What I find "hard to believe", in your correspondent's phrase last week, is that The TESS would publish an anonymous article which makes serious allegations about the supposed involvement of the Catholic Church in the appointment process of a particular council, without seeking comment from either the church or the council. So much for a balanced view.
When the state entered into a concordat with the church to manage Catholic schools "in the interests" of the church, it was agreed that the church would retain the right to approve the teachers appointed by education authorities. This guarantee, coupled with statutory authority over the content of religious education programmes, assured the Catholic community that the identity, mission and ethos of Catholic schools would be respected and supported.
This assurance continues today and has been re-stated on various occasions in recent times by First Minister Alex Salmond and Education Secretary Fiona Hyslop.

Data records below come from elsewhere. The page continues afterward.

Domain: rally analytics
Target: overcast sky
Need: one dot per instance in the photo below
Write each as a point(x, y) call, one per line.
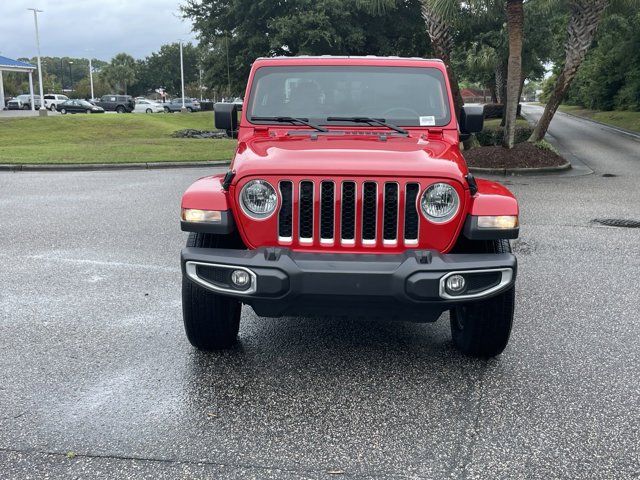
point(105, 27)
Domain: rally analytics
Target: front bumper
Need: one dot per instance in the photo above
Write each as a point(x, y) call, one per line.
point(408, 286)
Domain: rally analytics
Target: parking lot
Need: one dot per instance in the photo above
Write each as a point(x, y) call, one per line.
point(96, 374)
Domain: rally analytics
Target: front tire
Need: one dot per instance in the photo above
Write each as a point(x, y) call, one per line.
point(482, 328)
point(211, 321)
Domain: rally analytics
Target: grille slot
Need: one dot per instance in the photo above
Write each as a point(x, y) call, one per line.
point(327, 207)
point(369, 211)
point(411, 220)
point(348, 220)
point(285, 217)
point(306, 211)
point(391, 211)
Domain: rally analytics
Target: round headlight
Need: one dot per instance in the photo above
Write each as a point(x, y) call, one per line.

When parents choose to enrol their children in a Catholic school, they have a right to expect that it will provide an education informed by values which are faith-based and rooted in the Catholic tradition. Parents expect Catholic schools to have teachers who are committed to these values, teachers who are able to communicate the religious and moral teachings of Catholic Christianity, teachers who can be witnesses in faith and in life for young people.
The current approval system allows for the appropriate staffing of Catholic schools, including teachers who are not Catholic. Why is that so "hard to believe"?
Michael McGrath, director, Scottish Catholic Education Service, Craigpark, Glasgow.